Yüzündeki şok kilometrelerce öteden okunabilirdi. Oğlu mu vardı? Varsa neredeydi? Neden kimse bundan bahsetmemişti? "Ona ne oldu Astrid? Nereye gitti?" B kabullenmesi zor bir şeydi. "Cennete. Daha doğamadan öldü. Onu istemediğin için." Elleri titredi. Oğlu, neden hiçbir şeyden haberi yoktu? Boşlukta olan elini yumruk yaptı.

"Onu istemediğimi de nereden çıkardın?" Astrid daha demin ağlamıyormuş gibi kocaman gülümsedi. "Gittin. Bizi terk ettin. Onları istemediğin için. Merak etme. Diğeri de yok artık. Artık sadece ikimiz varız. Sadece ikimiz." Loki dolan gözlerini tavana dikti. Sonra yavaşça eğildi ve bir zamanlar delicesine aşık olduğu kadının alnını öptü.

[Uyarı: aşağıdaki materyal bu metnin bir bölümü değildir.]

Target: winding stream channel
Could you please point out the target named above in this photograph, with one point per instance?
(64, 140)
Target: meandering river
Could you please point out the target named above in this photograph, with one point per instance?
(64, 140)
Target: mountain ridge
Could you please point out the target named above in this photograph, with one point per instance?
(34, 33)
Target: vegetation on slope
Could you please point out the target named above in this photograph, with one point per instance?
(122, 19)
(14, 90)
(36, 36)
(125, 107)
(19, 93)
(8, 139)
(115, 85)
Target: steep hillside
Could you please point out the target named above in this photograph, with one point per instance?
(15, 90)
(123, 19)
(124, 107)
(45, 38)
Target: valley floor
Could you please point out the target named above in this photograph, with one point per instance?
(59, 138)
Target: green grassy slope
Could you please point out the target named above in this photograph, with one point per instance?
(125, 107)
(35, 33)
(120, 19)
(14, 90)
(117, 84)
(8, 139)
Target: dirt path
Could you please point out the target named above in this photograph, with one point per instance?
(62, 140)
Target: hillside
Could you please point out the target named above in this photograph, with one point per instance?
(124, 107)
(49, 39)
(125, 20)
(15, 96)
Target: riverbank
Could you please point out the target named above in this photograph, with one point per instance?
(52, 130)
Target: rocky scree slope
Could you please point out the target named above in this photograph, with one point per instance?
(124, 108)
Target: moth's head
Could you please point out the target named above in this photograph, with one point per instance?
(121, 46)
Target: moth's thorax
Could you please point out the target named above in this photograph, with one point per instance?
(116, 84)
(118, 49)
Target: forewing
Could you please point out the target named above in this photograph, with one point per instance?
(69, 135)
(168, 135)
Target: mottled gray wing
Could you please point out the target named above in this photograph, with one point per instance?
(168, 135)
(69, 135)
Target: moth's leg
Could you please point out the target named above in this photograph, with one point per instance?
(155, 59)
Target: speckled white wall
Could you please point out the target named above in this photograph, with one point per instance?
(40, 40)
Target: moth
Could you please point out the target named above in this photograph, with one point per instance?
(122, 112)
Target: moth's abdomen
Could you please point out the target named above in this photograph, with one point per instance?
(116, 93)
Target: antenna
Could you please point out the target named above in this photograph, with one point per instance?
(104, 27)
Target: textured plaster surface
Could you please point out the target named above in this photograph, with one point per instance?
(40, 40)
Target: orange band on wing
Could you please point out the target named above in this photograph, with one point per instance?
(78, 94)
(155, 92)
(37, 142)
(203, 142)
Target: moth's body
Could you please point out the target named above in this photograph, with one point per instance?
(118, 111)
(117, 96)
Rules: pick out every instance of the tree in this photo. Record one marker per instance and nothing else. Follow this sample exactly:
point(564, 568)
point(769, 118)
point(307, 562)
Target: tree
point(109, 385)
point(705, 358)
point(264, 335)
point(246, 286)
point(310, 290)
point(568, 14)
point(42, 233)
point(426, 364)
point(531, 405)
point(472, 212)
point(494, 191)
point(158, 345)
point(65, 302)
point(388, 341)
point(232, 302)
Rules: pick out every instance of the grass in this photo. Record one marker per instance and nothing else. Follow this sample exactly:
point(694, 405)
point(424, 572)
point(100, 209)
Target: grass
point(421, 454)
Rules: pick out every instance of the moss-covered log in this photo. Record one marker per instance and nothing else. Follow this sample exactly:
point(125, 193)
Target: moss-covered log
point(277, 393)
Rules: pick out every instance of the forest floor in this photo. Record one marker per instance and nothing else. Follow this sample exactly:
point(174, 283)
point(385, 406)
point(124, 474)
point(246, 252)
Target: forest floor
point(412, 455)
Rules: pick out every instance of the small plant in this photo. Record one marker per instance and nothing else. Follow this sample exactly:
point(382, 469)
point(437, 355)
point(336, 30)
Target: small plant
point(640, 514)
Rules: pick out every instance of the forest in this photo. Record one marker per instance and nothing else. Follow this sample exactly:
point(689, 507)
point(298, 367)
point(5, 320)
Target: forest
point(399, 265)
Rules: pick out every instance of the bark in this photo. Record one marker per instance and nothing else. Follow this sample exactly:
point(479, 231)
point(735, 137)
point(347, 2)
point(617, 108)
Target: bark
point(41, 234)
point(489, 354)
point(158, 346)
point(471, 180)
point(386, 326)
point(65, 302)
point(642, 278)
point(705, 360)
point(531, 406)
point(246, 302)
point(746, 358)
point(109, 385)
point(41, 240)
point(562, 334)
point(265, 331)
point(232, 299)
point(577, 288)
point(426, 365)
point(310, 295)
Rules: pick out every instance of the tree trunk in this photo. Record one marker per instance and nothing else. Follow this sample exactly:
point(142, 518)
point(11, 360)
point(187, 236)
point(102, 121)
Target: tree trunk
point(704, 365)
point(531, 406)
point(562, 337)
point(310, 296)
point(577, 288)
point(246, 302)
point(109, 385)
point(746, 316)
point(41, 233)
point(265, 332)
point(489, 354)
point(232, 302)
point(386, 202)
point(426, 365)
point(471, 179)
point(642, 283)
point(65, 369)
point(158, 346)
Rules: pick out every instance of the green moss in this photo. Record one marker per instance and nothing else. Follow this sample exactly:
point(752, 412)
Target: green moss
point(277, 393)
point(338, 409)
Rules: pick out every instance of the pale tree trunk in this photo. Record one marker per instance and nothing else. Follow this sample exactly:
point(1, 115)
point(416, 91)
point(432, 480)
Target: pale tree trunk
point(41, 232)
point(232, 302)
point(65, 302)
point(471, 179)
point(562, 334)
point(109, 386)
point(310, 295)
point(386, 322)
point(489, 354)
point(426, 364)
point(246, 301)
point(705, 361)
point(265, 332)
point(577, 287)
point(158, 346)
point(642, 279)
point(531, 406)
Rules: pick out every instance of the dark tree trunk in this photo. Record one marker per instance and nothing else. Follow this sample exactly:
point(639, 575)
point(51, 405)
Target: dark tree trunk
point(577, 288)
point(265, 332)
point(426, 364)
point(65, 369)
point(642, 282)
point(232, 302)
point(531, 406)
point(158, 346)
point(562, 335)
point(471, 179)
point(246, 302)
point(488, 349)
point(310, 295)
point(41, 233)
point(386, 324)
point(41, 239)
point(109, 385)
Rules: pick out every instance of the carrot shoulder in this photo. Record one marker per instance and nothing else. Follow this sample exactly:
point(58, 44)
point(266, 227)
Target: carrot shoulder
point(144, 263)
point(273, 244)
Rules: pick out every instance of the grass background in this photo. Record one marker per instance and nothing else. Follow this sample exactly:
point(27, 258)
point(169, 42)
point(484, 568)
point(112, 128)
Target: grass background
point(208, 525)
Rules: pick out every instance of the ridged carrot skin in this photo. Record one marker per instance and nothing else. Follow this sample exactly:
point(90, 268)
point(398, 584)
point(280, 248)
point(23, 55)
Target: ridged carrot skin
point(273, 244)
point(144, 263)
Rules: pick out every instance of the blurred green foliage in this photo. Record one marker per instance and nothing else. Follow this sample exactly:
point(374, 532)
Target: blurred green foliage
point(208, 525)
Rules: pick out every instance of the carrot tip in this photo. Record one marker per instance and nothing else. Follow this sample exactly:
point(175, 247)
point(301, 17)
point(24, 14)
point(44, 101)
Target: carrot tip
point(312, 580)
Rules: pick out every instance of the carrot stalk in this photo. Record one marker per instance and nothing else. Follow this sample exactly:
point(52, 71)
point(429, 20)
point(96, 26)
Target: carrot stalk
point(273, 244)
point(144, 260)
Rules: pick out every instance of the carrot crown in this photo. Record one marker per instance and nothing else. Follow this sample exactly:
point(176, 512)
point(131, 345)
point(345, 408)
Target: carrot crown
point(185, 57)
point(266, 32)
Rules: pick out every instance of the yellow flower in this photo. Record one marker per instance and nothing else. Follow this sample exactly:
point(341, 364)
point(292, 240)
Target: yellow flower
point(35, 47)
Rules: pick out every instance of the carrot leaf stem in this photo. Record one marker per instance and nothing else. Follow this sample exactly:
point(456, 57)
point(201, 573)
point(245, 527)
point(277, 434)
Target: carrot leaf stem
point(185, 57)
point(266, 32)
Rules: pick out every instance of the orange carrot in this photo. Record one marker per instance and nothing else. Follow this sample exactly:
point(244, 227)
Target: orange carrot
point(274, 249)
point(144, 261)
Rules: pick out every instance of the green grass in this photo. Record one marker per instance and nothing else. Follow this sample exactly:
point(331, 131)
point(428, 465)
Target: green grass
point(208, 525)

Öpücükle huzur bulan kadın ise mutlulukla yumdu gözlerini. Fakat açtığında o yoktu. Etrafına baktı. Bağırdı, çağırdı. Tüm hastaneyi başına toparladı fakat o yoktu. "Gitti." Diye bağırdı boğazı agrıyana dek. "Gitme." Dedi uzaktan onu izlediğine emin olduğu kişiye. Fakat gitmişti. Onu tekrar tek bırakmıştı.